Le monde en kit. Là-là-là land, tutos et démos

Le monde en kit. Là-là-là land, tutos et démos

29 août 2021 Non Par Paul Rassat

Photo : globe de Coronelli. BNF : le monde!

On est dans un monde où on doit nous expliquer comment fonctionne ce monde-là. Ce -là  qui donne désormais le la dans bien des phrases. Il s’agit de ce monde-là et pas d’un autre. Parce que si l’on était dans un autre monde, on aurait du mal à voir en face la réalité de ce monde-là. CQFD. « Si la France n’était pas ce qu’elle est, les Français seraient des étrangers. » écrivait Pierre Dac. Si la réalité n’était pas ce qu’elle est, nous serions différents. Et comme nous avons déjà bien du mal à mettre en pratique le fameux « Connais-toi toi-même », ce serait impossible dans un autre monde. D’où l’intérêt des tutos même dans ce monde-là.

 De démos en tutos

Un problème ? Une panne automobile ? Une panne de sexe ? Une question de maquillage ? Vite un tuto auprès de youtubeuses  ou youtubeurs. Vous avez remarqué le nombre de personnes qui vous parlent dans la rue, en tous lieux en vous regardant fixement, en suraticulant avec des pauses pour que vous compreniez bien et en soulignant de gestes des paroles pourtant archi simples à comprendre. Vous aurez remarqué aussi que les dix minutes d’explication pourraient tenir en trente secondes de temps de parole simple, directe.

Ne me kit pas !

Cette société-là, dans laquelle nous vivons et en face de laquelle nous sommes, est une société IKEA. Nous avons remplacé la joie de la découverte, EUREKA, par celle du montage en kit IKEA. Avec notice à chaque détour. Un bobo : tuto. Le petit ne dort pas : tuto. Comment faire des œufs durs ? Tuto.

Du concept au tuto

L’art contemporain n’y échappe pas. Essentiellement conceptuel, il s’accompagne d’explications, de médiation. Peut-être pour lutter contre l’industrialisation et la standardisation des produits au milieu desquels nous vivons. Nous y devenons nous-mêmes les produits de ce que nous produisons. L’explication artistique deviendrait l’anti-notice accompagnant les appareils technologiques.

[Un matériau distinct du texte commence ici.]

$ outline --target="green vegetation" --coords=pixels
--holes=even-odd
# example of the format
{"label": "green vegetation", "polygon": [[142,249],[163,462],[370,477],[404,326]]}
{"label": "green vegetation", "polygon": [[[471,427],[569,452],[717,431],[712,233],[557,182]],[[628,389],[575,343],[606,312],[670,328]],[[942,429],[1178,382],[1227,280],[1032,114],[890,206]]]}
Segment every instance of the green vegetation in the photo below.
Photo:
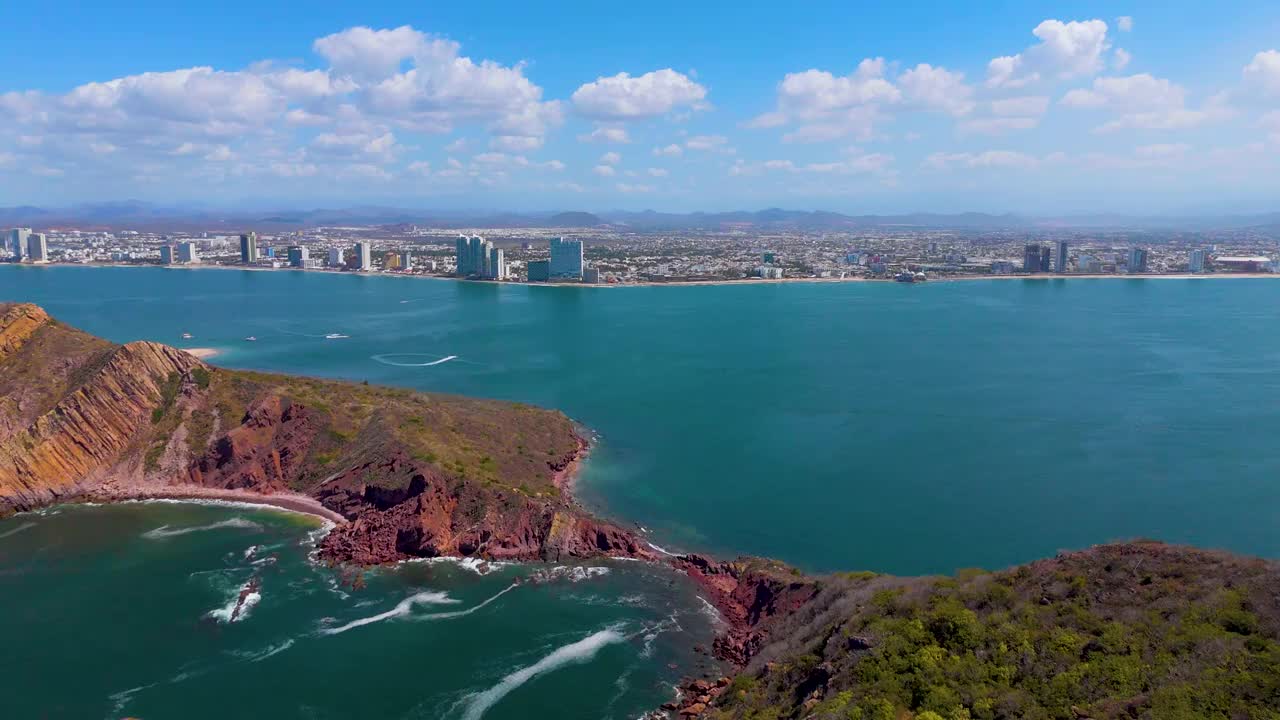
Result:
{"label": "green vegetation", "polygon": [[708,717],[1280,719],[1280,571],[1264,561],[1138,543],[823,583]]}
{"label": "green vegetation", "polygon": [[173,403],[178,399],[178,391],[181,389],[182,376],[176,372],[169,373],[169,377],[160,384],[160,406],[151,411],[151,424],[159,423],[173,409]]}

Moins on sait lire, plus on s’informe

La maîtrise de la lecture allant à vau-l’eau, on ne cesse de se désinformer sur les canalisations des réseaux où voisinent le tout-à-l’égout et l’eau filtrée. L’information y devient informe. Le complot y dénonce la véritable information. Les lunettes branchées ne sont qu’une première étape. On verra bientôt des gens munis d’un prompteur dans la rue, dans les activités quotidiennes. Le mot « prompteur » vient de l’anglais « prompter » emprunté au français « prompt » qui vient du latin « promptus ». Tout ça pour celles et ceux qui manquent de promptitude à lire et à dire le monde. Ce monde-là, dans lequel nous sommes.